His upbringing on a farm in Forest City, the youngest of 11 children, served his work, too.

"One of the general's wives called me and invited me to go horseback riding with a group of friends. I told her I didn't know anything about riding horses. She said I had mentioned riding the mules down to the creek so I didn't have to haul water. She said, 'We've all done that, but we try to hide it. The difference is you just own it.'"

On Valentine's Day, it's nice to note that he and his wife, Mickie, have also owned a lifetime of devotion to each other. "We both made a commitment at the beginning; and we've stuck to it. I sometimes hear people say they've been in long relationships and never had a disagreement. In order to do that, somebody in that couple has to be an absolute zero. You're going to disagree, but you stick together."

That memory led to his recalling efforts against spouse abuse among troops at various posts. "If I knew it was going on, I would go to the homes and directly confront the soldiers. It may have been illegal, but I'd tell their commanding officers to give them a direct order to never again hit their wives. At that point, they would be in a lot more legal trouble if they hit their wives again. The guys in the JAG corps said I was creating more work for them, but it worked. They didn't hit their wives again."

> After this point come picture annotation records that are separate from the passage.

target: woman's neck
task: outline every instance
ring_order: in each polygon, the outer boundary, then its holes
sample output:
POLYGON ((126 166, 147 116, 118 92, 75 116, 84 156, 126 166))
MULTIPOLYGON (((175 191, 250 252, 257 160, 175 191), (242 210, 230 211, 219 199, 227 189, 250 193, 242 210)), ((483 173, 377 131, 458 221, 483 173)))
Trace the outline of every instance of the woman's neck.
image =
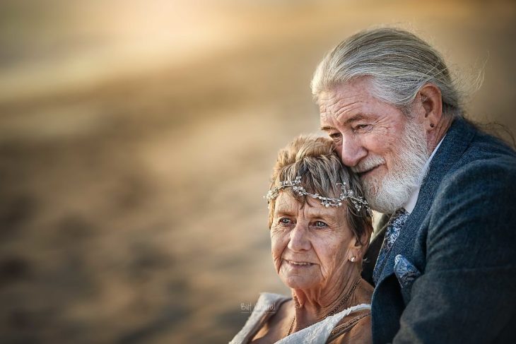
POLYGON ((353 297, 358 287, 360 273, 353 273, 353 277, 341 281, 339 287, 324 290, 292 290, 295 311, 292 315, 293 331, 299 331, 315 324, 329 315, 333 315, 356 302, 353 297), (294 330, 295 329, 295 330, 294 330))

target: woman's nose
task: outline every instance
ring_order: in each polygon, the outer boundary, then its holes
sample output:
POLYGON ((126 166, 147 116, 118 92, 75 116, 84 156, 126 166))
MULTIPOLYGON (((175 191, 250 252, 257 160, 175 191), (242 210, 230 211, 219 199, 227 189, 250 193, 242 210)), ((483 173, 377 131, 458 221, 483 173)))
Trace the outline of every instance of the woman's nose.
POLYGON ((368 150, 356 138, 349 136, 342 137, 342 147, 338 150, 340 153, 342 163, 346 166, 353 167, 368 155, 368 150))
POLYGON ((291 239, 287 247, 292 251, 307 251, 311 246, 306 225, 298 223, 291 232, 291 239))

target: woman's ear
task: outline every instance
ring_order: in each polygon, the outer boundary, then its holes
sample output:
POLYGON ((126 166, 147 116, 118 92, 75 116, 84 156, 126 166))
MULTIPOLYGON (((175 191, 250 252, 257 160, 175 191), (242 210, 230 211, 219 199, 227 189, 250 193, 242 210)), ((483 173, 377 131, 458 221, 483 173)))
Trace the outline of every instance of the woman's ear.
POLYGON ((350 250, 351 254, 348 259, 350 261, 356 261, 358 260, 362 260, 362 257, 364 256, 365 252, 368 251, 369 247, 369 242, 371 238, 371 233, 373 232, 373 226, 370 228, 366 228, 363 231, 362 235, 360 237, 355 237, 353 239, 353 246, 350 250), (353 260, 351 260, 352 257, 355 257, 353 260))

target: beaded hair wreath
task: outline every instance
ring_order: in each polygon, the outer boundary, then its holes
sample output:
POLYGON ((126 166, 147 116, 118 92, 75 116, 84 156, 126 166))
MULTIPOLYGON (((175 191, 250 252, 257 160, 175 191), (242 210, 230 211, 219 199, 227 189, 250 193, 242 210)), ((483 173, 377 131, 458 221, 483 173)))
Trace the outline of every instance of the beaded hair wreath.
POLYGON ((330 206, 339 207, 342 206, 343 201, 348 199, 357 211, 360 211, 360 210, 362 209, 362 207, 364 207, 368 212, 368 214, 369 214, 370 216, 373 215, 371 208, 369 208, 367 201, 365 201, 363 197, 360 196, 355 196, 355 193, 353 192, 353 190, 348 190, 346 187, 346 183, 337 183, 337 185, 339 184, 341 186, 341 194, 339 197, 334 198, 331 197, 324 197, 323 196, 320 196, 319 194, 310 194, 310 192, 307 192, 307 191, 305 190, 305 188, 301 186, 301 177, 298 176, 293 182, 291 180, 280 182, 278 186, 272 188, 269 191, 269 192, 267 192, 265 198, 267 200, 267 203, 270 203, 271 201, 276 199, 276 198, 278 197, 280 190, 291 187, 294 191, 294 193, 298 196, 307 196, 312 198, 318 199, 321 201, 321 204, 326 208, 329 208, 330 206))

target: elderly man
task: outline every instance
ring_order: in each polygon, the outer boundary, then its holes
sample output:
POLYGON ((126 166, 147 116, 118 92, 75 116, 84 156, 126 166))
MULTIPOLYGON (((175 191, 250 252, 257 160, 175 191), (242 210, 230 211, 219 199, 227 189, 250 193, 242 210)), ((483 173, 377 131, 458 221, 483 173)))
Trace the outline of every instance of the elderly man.
POLYGON ((392 214, 376 239, 374 343, 515 343, 516 153, 463 118, 439 53, 401 30, 361 32, 312 90, 370 206, 392 214))

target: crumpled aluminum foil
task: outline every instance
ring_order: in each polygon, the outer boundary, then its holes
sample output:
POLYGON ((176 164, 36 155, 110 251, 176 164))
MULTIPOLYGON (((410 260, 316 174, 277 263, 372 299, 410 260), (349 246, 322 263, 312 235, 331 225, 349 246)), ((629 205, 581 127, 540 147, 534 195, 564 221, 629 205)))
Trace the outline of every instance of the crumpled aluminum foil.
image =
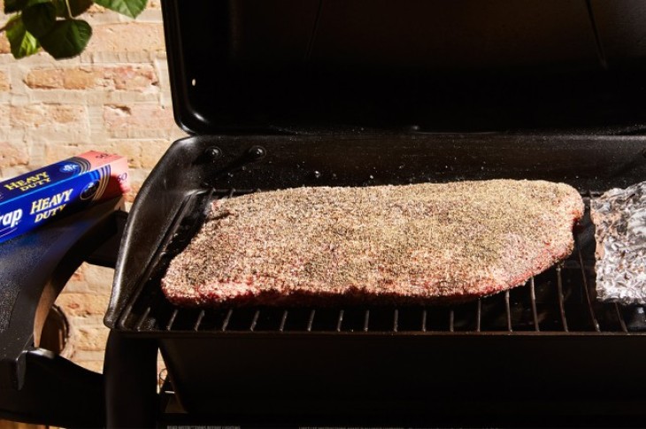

Burgin told a lot of stories, not all of which are found here, but McGinnis was particularly eager for him to talk about a funeral he conducted for a general named Raines, a man who had loved a clapping, black Gospel choir during some of his not-so-formal worship services. When Raines died, the black choir came and led a rousing service. A member of the chaplain corps complained about the raucous nature of the service, but several other generals requested that kind of service when they passed. In fact the chief of staff for the army had attended the funeral and let Burgin know, "I want one like that."

Burgin remained in good standing.

When he retired from the army in 1991, he spent the next 20 years serving the Lattimore Baptist Church. He said, "I loved it. I often told congregations that I stood in the pulpit because I loved the Lord. The most powerful words in the world are I love you." His eyes flashed. His grin beamed. It's hard to imagine how anyone could fake that kind of genuine joy and love.